Leur âme au diable
Marin Ledun
Gallimard série noire
Depuis que l'Homme a eu la curiosité de faire sécher ses feuilles pour ensuite les brûler en ayant préalablement l'envie de respirer sa combustion, le tabac n'a eu de cesse de s'étendre au plus grand nombre, de s'étirer telle une volute de fumée dans l'air ambiant. Fumer, ça donne du style, fumer c'est un signe de liberté comme ce cowboy en plein canyon. Comment peut-on croire en ces inepties? Ben grâce au marketing et au bataillon de lobbyistes emploiyés par les manufacturiers du tabac qui oeuvrent en coulisse pour embellir, cacher, inciter et contourner la loi dans leurs intérêts. "Leur âme au diable" , le dernier roman de Marin Ledun, par dans la serie noire de Gallimard, nous plonge dans ce système nicotino-politico-mafieux.
1986, juillet, le 28. Deux camions plein d'ammoniac sont braqués près du Havre avec un lourd bilan qui en résulte : 7 morts et une femme disparue. A quoi cela peut-il servir? Peut-être à nourrir les trafics de cigarette de contrebande montés en Europe de l'Est pour répondre à la hausse des tarifs des clopes dans l'Ouest imposée par des Etats qui se servent bien au passage en TVA et diverses taxes douanières. David Bartels, lobbyiste du tabac, ne connaît que trop ces circuits, épaulé par Rojas, son homme de terrain, Anton Mûller, son homme de main sans oublier Valentina et sa société Live events qui propose des prestations en nature afin de faire pencher la balance contre bons soins et d 'orienter les décisions des politiques dans le sens de la fumée. Mais le capitaine Nora, en charge de l'enquête, suit ladite fumée pour pouvoir éteindre le feu.

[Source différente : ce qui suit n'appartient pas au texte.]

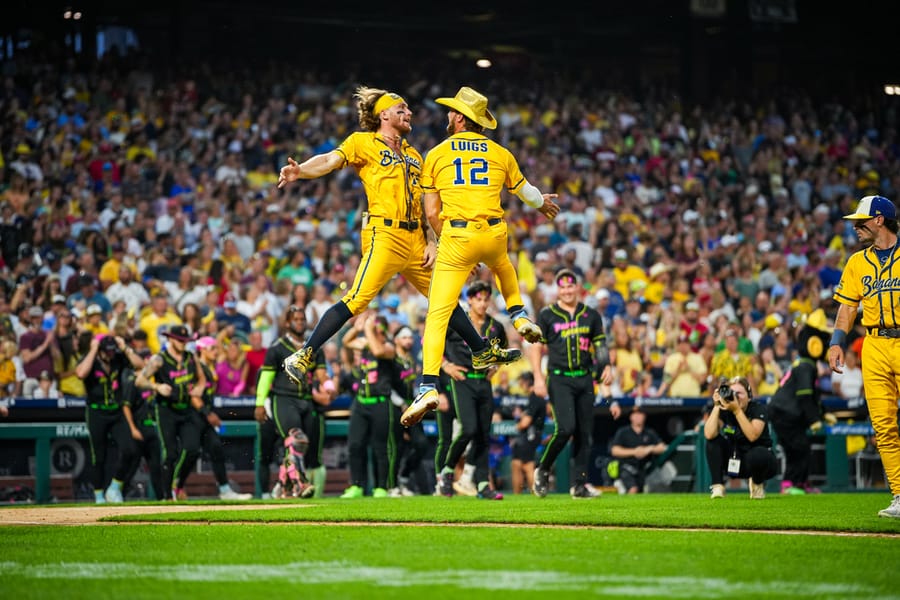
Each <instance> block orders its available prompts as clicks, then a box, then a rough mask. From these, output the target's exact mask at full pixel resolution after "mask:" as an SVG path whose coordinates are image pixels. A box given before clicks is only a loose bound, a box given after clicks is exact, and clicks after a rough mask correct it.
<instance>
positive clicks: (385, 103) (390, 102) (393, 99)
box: [372, 92, 406, 115]
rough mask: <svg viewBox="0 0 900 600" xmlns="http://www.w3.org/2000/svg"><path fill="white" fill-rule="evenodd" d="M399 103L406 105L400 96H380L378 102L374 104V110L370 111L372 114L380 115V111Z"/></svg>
mask: <svg viewBox="0 0 900 600" xmlns="http://www.w3.org/2000/svg"><path fill="white" fill-rule="evenodd" d="M401 103H402V104H405V103H406V100H404V99H403V97H402V96H399V95H397V94H394V93H391V92H388V93H386V94H384V95H382V96H381V98H379V99H378V101H376V102H375V108H373V109H372V114H374V115H380V114H381V111H383V110H387V109H389V108H390V107H392V106H394V105H397V104H401Z"/></svg>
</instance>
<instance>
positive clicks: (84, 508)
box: [0, 503, 900, 539]
mask: <svg viewBox="0 0 900 600" xmlns="http://www.w3.org/2000/svg"><path fill="white" fill-rule="evenodd" d="M291 506H292V508H293V507H299V506H312V505H311V504H306V505H302V504H293V505H291ZM278 508H285V505H284V504H254V505H252V506H247V505H239V504H225V505H219V506H216V508H215V510H219V511H237V510H248V509H251V510H271V509H278ZM209 509H210V506H209V505H203V504H197V505H191V504H168V503H167V504H161V505H159V506H129V505H127V504H119V505H115V504H105V505H103V504H101V505H97V504H85V505H84V506H64V507H59V506H28V507H23V506H16V507H10V508H7V509H4V508H0V526H4V525H25V526H27V525H137V524H140V523H141V522H140V521H128V522H125V523H120V522H116V521H101V519H103V518H104V517H115V516H119V515H142V514H146V515H157V514H160V513H186V512H201V511H207V510H209ZM241 522H242V521H228V522H222V524H235V523H241ZM244 522H245V523H247V524H256V525H259V524H261V523H260V522H259V521H244ZM144 523H146V521H145V522H144ZM153 523H155V524H165V523H161V522H159V521H154V522H153ZM201 523H202V524H208V522H207V521H203V522H200V521H178V522H177V524H181V525H191V524H194V525H197V524H201ZM266 524H267V525H289V524H291V523H289V522H282V523H266ZM304 524H306V525H336V526H355V527H359V526H363V527H384V526H397V525H404V526H407V527H454V526H455V527H516V528H518V527H521V528H536V527H540V528H552V529H644V530H660V529H664V530H671V531H709V529H706V528H693V527H689V528H667V527H662V528H661V527H627V526H617V525H563V524H557V525H548V524H541V525H535V524H527V523H420V522H403V521H391V522H372V521H341V522H333V521H304ZM728 531H742V532H746V533H765V534H771V535H821V536H841V537H887V538H896V539H900V533H886V532H882V533H870V532H846V531H843V532H842V531H819V530H816V531H811V530H798V529H729V530H728Z"/></svg>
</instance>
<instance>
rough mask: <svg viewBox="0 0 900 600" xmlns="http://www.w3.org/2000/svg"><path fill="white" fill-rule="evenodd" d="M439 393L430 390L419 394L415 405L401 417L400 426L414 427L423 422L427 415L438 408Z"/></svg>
mask: <svg viewBox="0 0 900 600" xmlns="http://www.w3.org/2000/svg"><path fill="white" fill-rule="evenodd" d="M438 403H439V402H438V393H437V390H436V389H434V388H428V389H426V390H423V391H421V392H419V395H418V396H416V399H415V400H413V403H412V404H410V405H409V408H407V409H406V410H405V411H403V415H401V417H400V424H401V425H403V426H404V427H412V426H413V425H415V424H416V423H418V422H419V421H421V420H422V419H423V418H424V417H425V415H426V414H428V413H429V412H431V411H433V410H435V409H436V408H437V407H438Z"/></svg>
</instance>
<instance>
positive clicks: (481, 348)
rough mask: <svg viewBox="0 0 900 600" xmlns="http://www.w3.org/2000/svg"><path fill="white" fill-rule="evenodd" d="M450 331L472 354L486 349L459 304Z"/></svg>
mask: <svg viewBox="0 0 900 600" xmlns="http://www.w3.org/2000/svg"><path fill="white" fill-rule="evenodd" d="M325 314H328V313H325ZM317 329H318V328H317ZM450 329H452V330H453V331H455V332H456V333H458V334H459V335H460V337H462V339H463V340H465V342H466V344H468V345H469V349H470V350H471V351H472V352H480V351H482V350H484V349H485V348H487V344H486V343H485V341H484V338H483V337H481V334H480V333H478V330H477V329H475V326H474V325H472V321H470V320H469V317H468V316H467V315H466V311H464V310H463V309H462V307H461V306H460V305H459V304H457V305H456V308H454V309H453V312H452V313H450ZM335 331H337V330H335Z"/></svg>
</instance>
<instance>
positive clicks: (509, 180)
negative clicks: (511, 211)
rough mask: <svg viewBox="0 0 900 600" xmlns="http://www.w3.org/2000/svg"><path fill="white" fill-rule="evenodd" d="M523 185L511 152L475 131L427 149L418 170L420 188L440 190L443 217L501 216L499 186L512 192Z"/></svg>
mask: <svg viewBox="0 0 900 600" xmlns="http://www.w3.org/2000/svg"><path fill="white" fill-rule="evenodd" d="M523 185H525V176H524V175H522V171H521V170H520V169H519V163H517V162H516V159H515V158H514V157H513V155H512V153H511V152H510V151H509V150H507V149H506V148H504V147H503V146H501V145H500V144H498V143H496V142H494V141H492V140H489V139H488V138H486V137H484V136H483V135H481V134H478V133H471V132H461V133H457V134H455V135H452V136H450V137H449V138H447V139H446V140H444V141H443V142H441V143H440V144H438V145H437V146H435V147H434V148H432V149H431V150H430V151H429V152H428V155H427V156H426V157H425V166H424V167H423V169H422V188H423V189H424V190H425V191H426V192H440V194H441V203H442V205H443V206H442V211H441V212H442V218H444V219H467V220H476V219H490V218H497V217H503V212H504V211H503V207H502V206H501V204H500V192H501V191H502V190H503V187H506V189H508V190H509V191H510V193H512V194H515V193H517V192H518V191H519V190H520V189H521V188H522V186H523Z"/></svg>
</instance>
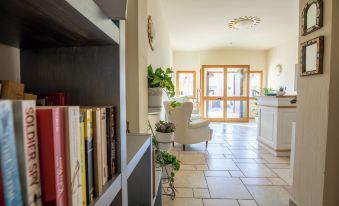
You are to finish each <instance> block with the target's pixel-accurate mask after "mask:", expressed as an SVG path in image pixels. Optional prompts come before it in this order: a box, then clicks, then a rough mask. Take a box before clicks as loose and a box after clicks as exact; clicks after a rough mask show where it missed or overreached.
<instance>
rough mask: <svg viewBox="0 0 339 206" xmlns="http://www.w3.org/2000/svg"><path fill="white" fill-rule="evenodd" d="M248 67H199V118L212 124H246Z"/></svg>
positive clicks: (248, 108)
mask: <svg viewBox="0 0 339 206" xmlns="http://www.w3.org/2000/svg"><path fill="white" fill-rule="evenodd" d="M249 68H250V66H249V65H218V66H216V65H204V66H202V74H201V75H202V78H201V79H202V92H201V96H202V104H201V105H202V115H203V118H204V119H209V120H210V121H214V122H248V121H249V72H250V71H249V70H250V69H249Z"/></svg>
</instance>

Eh ben voilà , je vais être encore obligé de dire tout le bien que je pense de Marin Ledun et de sa plume. Cela va devenir lassant depuis plus de 10 ans que je le lis mais c'est un fait immuable , l'auteur landais avec brio nous entraîne dans ce monde sans pitié de l'industrie du tabac avec son cortège de serviteurs qui n'ont de cesse de faire consumer de la clope au détriment de la santé publique, en renvoyant la responsabilité de la situation aux consommateurs et à l'Etat qui autorise la vente en se servant au passage. On est consterné par l'aplomb cynique de Bartels qui, telle une anguille, sort toujours EGT de mauvaises passes; comme admiratif de l'opiniâtreté de Nora, contre vents et marées, faire payer ce mastodonte des faits dont il est intimement convaincu de la culpabilité. Marin Ledun nous embarque dans le circuit clandestin du tabac sur presque 20 ans , se servant des différentes lois contre le tabac comme jalon historico-politique. C'est brillant, intelligent, cela n'oublie pas non plus d'être dénonciateur d'un système qui ne sert que le Capital, quitte à ne pas hésiter à enfumer tout le monde, à commencer par ses lecteurs qui lui ont depuis longtemps confié leur âme à sa prose diablement efficace.